Si les contrats en cause étaient à durée déterminée – ce qui a permis à l’O.N.S.S. de conclure que de ce fait le critère de l’imprévisibilité ne pouvait être rencontré –, la cour considère que ce faisant et alors que les relations commerciales avaient été stables auparavant, l’O.N.S.S. exige non une imprévisibilité raisonnable mais absolue de l’événement insurmontable. La cour prend en compte le caractère insurmontable de l’événement et le fait que la société n’avait d’autre choix, compte tenu de l’importance du client en question, que d’accepter de nouvelles conditions financièrement moins intéressantes.
Le même grief est fait quant au refus de la prise en compte de la révocation d’un crédit caisse – intervenue en l’espèce de manière immédiate.
Par ailleurs, l’Office ayant plaidé qu’admettre une remise des intérêts favoriserait une certaine spéculation dans le chef des entreprises vu la différence entre le taux d’intérêt dû à lui-même et celui payable à la banque, la cour rejette cet argument, qu’elle considère être une considération générale ne rencontrant pas la situation concrète de la société.

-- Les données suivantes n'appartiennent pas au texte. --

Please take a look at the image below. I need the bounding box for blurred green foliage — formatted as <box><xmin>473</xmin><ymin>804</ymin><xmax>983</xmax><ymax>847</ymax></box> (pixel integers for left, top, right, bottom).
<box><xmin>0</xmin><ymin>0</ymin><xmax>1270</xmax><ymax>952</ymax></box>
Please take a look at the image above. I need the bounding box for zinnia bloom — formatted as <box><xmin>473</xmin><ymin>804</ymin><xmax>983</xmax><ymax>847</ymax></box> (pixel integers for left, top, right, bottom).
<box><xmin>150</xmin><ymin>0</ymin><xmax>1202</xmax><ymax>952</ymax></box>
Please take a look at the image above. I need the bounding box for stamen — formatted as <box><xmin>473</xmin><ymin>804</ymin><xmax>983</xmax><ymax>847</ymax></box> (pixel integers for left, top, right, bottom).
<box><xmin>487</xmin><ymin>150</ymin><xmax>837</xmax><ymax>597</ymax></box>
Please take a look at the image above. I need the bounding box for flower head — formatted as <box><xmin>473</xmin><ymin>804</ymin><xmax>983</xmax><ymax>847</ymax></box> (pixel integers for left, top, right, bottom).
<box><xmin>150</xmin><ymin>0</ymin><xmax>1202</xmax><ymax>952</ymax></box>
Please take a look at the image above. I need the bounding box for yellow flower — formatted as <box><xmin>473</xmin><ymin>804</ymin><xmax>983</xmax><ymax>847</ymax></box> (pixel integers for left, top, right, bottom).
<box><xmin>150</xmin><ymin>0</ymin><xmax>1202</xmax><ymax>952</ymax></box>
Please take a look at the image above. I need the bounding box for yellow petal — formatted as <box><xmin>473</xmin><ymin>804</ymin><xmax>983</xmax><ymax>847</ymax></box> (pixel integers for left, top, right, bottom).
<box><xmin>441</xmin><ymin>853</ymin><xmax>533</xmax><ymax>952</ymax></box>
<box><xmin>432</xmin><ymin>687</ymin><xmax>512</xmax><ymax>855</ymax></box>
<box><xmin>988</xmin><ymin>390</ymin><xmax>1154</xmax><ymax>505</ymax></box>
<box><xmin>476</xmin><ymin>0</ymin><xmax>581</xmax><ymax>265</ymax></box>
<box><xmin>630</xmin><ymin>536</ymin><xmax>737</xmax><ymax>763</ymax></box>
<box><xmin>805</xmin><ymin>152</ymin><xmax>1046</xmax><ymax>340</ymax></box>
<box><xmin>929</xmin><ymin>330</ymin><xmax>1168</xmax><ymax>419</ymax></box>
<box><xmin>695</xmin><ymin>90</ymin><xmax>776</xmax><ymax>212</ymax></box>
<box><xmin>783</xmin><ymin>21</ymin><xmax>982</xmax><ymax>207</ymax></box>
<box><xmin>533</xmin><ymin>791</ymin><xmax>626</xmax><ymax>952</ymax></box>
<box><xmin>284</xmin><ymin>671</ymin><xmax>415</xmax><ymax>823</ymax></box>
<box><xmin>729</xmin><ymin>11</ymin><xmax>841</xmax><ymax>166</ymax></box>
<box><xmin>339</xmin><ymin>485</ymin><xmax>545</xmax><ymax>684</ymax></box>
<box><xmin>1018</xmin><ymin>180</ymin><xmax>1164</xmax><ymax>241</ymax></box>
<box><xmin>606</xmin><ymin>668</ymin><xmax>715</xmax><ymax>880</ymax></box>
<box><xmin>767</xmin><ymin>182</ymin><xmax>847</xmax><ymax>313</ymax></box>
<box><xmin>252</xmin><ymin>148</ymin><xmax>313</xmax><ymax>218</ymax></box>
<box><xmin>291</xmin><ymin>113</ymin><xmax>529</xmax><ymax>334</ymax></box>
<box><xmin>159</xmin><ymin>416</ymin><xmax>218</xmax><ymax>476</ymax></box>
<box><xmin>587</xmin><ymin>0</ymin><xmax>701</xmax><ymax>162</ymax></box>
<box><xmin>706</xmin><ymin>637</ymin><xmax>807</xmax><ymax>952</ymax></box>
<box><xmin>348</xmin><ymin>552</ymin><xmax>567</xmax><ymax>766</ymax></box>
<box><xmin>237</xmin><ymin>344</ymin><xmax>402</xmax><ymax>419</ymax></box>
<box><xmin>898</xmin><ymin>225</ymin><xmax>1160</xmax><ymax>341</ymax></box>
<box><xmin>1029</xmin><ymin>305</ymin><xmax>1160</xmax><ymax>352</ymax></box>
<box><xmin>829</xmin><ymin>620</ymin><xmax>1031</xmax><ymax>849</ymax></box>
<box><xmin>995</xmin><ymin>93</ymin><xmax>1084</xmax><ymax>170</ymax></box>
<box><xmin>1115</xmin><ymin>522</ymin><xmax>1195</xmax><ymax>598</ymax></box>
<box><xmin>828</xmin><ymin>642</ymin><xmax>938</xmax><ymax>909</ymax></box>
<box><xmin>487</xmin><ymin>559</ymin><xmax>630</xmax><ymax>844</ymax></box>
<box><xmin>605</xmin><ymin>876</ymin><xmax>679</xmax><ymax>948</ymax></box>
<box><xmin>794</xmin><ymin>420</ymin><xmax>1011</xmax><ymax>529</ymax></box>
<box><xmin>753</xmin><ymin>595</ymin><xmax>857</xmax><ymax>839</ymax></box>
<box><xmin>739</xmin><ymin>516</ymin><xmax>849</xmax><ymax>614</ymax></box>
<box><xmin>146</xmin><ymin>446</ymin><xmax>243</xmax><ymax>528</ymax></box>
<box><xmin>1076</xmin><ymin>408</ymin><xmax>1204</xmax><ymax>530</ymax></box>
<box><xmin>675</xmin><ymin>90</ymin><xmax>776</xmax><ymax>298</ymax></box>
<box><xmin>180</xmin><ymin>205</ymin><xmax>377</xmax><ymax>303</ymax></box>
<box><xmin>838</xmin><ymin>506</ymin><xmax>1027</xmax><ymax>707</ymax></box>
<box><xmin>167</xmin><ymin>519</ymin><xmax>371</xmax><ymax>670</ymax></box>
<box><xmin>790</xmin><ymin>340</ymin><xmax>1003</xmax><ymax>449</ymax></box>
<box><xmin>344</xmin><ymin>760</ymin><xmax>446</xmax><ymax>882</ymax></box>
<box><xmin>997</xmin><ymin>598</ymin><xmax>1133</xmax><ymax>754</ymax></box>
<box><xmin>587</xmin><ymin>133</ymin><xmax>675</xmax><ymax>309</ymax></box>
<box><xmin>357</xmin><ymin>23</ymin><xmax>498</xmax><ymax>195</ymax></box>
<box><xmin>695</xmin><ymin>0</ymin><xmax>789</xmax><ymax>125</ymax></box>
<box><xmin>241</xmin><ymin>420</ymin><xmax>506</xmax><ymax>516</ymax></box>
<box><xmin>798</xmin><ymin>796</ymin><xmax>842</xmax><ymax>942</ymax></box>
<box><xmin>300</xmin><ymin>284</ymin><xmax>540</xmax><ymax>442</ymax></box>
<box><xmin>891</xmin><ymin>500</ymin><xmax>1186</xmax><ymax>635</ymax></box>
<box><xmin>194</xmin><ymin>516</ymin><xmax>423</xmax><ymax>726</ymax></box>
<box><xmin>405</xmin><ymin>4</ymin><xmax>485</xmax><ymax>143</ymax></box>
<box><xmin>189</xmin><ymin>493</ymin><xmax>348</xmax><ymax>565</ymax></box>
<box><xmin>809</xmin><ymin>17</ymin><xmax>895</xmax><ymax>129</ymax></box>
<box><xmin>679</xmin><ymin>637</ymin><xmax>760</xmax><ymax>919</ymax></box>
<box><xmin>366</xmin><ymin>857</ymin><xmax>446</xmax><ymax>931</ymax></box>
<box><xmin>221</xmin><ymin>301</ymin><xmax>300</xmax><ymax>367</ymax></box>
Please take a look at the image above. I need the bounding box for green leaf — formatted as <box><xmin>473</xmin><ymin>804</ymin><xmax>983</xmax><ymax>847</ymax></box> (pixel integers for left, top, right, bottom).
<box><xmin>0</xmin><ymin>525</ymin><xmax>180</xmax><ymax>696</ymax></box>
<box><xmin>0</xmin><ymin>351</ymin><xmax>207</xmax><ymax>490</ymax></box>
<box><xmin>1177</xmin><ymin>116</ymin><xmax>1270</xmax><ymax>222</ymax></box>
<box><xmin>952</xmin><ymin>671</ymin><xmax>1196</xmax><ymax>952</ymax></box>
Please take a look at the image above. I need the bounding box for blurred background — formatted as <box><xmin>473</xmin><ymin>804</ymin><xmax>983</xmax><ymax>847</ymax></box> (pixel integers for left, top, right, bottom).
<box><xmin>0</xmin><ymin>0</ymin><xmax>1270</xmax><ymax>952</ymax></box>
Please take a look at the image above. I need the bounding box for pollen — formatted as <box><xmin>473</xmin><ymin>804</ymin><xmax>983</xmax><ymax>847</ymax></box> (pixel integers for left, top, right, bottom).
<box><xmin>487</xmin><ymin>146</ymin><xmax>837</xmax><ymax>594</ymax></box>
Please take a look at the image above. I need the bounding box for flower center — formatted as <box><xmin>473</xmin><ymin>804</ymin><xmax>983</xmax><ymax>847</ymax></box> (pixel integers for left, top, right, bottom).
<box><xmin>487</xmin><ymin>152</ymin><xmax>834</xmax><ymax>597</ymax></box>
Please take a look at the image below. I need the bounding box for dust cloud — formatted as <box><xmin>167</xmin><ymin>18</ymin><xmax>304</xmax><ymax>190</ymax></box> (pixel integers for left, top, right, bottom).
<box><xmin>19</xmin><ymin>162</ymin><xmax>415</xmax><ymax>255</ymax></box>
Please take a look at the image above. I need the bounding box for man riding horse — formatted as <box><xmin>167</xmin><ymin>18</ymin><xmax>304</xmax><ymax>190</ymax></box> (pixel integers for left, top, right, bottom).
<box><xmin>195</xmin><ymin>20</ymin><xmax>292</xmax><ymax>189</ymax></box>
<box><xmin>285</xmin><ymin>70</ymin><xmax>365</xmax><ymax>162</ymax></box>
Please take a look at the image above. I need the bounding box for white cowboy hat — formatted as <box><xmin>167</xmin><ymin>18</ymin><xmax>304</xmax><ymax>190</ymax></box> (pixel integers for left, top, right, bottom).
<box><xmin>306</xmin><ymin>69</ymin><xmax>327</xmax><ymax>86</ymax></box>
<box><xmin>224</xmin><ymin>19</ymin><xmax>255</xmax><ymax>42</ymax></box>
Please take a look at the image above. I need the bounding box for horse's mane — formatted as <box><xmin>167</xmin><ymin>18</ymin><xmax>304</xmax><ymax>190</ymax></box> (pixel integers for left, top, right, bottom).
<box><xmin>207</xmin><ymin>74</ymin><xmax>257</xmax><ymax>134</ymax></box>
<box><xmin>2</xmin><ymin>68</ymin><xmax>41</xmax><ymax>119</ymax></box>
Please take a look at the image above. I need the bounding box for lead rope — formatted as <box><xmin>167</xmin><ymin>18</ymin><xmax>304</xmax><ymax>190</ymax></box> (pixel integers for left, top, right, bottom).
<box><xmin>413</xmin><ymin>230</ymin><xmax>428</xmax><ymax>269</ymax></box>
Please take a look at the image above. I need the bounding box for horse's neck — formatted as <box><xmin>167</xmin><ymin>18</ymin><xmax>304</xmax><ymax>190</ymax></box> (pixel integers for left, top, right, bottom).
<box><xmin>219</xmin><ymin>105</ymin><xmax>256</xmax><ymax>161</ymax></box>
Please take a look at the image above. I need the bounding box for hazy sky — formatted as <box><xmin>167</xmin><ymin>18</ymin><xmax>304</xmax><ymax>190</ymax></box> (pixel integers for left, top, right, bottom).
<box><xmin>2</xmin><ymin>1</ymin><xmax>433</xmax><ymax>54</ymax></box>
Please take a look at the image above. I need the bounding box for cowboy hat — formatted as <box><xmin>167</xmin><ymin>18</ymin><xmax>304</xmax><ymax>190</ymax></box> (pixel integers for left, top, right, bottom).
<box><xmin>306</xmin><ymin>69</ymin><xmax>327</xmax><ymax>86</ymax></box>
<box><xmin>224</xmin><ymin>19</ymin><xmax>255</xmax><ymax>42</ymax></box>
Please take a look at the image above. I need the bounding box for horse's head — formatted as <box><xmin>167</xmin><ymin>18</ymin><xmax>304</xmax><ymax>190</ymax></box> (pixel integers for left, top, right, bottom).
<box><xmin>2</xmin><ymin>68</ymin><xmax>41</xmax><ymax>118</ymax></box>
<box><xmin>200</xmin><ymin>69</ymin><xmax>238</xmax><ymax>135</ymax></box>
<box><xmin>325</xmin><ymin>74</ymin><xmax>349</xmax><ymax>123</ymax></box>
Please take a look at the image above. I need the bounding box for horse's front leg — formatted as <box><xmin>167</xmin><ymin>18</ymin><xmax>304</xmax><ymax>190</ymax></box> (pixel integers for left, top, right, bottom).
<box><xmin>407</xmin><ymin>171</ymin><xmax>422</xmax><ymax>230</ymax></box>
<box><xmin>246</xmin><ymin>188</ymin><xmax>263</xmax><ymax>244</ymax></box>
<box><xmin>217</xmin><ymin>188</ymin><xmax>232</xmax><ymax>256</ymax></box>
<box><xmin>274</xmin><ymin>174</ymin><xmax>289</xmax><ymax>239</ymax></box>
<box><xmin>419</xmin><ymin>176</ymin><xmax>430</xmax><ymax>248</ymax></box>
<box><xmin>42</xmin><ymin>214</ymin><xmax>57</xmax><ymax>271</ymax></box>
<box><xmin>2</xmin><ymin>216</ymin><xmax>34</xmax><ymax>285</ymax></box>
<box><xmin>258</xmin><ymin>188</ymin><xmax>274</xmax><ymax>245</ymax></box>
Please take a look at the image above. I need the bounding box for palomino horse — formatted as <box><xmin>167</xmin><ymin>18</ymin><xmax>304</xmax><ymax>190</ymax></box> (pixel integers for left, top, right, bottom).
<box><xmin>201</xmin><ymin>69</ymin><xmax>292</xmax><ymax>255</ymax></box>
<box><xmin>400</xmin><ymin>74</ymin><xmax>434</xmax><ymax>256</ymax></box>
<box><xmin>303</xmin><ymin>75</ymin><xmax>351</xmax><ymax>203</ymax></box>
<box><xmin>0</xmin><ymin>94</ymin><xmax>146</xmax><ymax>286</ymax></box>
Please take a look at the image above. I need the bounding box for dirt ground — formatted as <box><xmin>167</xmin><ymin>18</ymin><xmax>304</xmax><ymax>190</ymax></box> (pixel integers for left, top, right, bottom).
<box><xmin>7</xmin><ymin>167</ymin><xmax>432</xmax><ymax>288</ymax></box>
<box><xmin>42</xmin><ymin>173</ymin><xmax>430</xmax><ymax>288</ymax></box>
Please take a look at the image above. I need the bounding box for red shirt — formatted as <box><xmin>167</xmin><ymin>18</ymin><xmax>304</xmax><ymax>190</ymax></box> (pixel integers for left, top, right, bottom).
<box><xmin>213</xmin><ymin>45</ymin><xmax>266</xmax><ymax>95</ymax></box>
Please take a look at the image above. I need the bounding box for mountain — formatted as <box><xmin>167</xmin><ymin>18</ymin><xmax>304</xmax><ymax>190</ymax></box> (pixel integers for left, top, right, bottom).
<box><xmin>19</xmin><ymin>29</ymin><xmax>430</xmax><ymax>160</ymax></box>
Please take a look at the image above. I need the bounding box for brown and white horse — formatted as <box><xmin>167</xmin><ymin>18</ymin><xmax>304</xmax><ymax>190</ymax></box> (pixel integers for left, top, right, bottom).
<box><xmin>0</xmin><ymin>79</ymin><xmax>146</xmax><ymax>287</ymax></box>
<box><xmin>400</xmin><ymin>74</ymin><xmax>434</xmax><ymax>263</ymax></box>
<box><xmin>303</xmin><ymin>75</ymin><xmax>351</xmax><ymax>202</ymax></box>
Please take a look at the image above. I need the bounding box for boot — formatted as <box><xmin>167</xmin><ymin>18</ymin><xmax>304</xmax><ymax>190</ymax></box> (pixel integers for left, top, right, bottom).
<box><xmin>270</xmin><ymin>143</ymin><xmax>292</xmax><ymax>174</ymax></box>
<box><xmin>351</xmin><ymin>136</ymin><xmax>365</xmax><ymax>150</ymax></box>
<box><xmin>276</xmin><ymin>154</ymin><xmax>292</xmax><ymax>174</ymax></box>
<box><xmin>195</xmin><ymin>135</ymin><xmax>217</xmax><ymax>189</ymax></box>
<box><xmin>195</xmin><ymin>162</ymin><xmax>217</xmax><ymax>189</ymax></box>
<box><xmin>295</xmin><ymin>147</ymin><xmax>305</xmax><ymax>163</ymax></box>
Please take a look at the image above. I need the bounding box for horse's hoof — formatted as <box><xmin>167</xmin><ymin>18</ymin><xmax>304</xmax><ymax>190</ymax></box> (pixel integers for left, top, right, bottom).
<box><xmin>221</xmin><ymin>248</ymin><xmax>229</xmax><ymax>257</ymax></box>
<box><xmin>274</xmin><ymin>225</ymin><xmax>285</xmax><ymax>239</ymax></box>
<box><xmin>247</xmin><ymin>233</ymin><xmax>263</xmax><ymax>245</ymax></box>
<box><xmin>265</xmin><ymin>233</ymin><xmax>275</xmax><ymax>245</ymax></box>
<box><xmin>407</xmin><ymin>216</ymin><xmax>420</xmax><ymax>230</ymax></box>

Enfin, elle souligne que, alors que l’existence de raisons impérieuses d’intérêt économique et d’équité avaient été admises, il n’a pas été envisagé si à tout le moins une remise moins importante des intérêts ne pouvait être accordée sur la base de circonstances exceptionnelles (article 55, § 2).
Exerçant ainsi son contrôle de légalité de la décision administrative, la cour confirme le jugement en ce qu’il a annulé la décision.
Il appartient au Comité de gestion d’en prendre une nouvelle, la cour précisant que celle-ci « ne devra pas nécessairement se limiter à exposer une nouvelle motivation ».